After upgrading all BE and CN nodes, you can then upgrade the FE nodes. You must first upgrade the Follower FE nodes and then the Leader FE node.

  1. Navigate to the working directory of the FE node and stop the node.

    # Replace <fe_dir> with the deployment directory of the FE node.
    cd <fe_dir>/fe
    ./bin/stop_fe.sh
  2. Replace the original deployment files under bin, lib, and spark-dpp with the ones of the new version.

    mv lib lib.bak 
    mv bin bin.bak
    mv spark-dpp spark-dpp.bak
    cp -r /tmp/StarRocks-x.x.x/fe/lib  .   
    cp -r /tmp/StarRocks-x.x.x/fe/bin  .
    cp -r /tmp/StarRocks-x.x.x/fe/spark-dpp  .
  3. Start the FE node.

    sh bin/start_fe.sh --daemon
  4. Check if the FE node is started successfully.

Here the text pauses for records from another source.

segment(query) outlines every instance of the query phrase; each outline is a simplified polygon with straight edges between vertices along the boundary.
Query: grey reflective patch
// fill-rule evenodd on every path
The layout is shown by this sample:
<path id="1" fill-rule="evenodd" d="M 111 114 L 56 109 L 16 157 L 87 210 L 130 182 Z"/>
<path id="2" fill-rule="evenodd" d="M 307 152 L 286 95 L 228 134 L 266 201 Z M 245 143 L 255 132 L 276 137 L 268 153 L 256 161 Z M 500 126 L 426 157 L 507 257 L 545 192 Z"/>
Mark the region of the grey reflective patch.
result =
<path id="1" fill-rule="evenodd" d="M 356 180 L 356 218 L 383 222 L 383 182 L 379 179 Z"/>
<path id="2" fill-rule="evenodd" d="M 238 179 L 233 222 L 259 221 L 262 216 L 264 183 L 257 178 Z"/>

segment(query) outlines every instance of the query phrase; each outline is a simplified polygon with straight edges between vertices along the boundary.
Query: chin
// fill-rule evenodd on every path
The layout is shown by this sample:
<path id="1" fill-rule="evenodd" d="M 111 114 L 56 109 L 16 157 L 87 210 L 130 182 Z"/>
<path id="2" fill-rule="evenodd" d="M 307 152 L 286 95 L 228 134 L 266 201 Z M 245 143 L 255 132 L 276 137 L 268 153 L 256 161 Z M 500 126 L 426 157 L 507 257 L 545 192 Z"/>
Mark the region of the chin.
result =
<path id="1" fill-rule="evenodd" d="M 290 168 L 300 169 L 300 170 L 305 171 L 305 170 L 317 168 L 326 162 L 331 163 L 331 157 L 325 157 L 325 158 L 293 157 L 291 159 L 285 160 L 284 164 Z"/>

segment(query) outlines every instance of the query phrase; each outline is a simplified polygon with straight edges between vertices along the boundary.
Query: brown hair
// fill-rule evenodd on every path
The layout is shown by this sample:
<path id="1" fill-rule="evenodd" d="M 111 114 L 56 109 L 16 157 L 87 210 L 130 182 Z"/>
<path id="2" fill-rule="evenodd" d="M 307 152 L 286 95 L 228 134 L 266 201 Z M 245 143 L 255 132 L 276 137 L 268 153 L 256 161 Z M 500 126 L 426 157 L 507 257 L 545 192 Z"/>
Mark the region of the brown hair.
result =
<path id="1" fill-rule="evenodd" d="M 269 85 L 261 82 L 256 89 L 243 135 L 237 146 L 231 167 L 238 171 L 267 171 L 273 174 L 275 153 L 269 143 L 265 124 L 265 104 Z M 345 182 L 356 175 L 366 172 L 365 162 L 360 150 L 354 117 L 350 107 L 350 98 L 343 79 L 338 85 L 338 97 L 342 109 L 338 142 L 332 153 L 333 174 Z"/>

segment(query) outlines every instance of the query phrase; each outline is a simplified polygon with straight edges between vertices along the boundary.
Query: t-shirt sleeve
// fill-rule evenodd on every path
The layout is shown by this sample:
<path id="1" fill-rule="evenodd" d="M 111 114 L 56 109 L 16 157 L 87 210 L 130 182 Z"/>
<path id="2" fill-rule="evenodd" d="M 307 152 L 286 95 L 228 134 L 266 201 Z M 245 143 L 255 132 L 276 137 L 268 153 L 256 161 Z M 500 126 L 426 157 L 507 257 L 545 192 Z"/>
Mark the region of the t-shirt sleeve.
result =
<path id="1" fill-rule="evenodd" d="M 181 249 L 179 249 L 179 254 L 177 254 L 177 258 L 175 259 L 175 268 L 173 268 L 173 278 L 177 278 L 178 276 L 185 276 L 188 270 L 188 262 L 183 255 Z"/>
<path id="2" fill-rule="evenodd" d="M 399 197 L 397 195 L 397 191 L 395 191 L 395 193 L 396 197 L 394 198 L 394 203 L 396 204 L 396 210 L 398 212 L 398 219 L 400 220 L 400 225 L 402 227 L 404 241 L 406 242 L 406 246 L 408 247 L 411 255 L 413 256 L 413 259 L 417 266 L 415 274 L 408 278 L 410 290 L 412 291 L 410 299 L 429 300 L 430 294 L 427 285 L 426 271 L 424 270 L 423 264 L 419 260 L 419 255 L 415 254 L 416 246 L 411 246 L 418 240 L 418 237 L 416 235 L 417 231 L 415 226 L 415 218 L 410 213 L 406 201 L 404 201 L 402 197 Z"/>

    ps aux | grep StarRocksFE
  5. Repeat the above procedures to upgrade other Follower FE nodes, and finally the Leader FE node.

    CAUTION

    If you have downgraded your StarRocks cluster after upgrading it from v2.5 to v3.0, and again you upgrade it to v3.0, you must follow these steps in order to avoid metadata upgrade failure for some Follower FEs:

    1. Run ALTER SYSTEM CREATE IMAGE to create a new image.
    2. Wait for the new image to be synchronized to all Follower FEs.

    You can check whether the image file has been synchronized by viewing the log file fe.log of the Leader FE. A record of log like "push image.* from subdir [] to other nodes. totally xx nodes, push successful xx nodes" suggests that the image file has been successfully synchronized.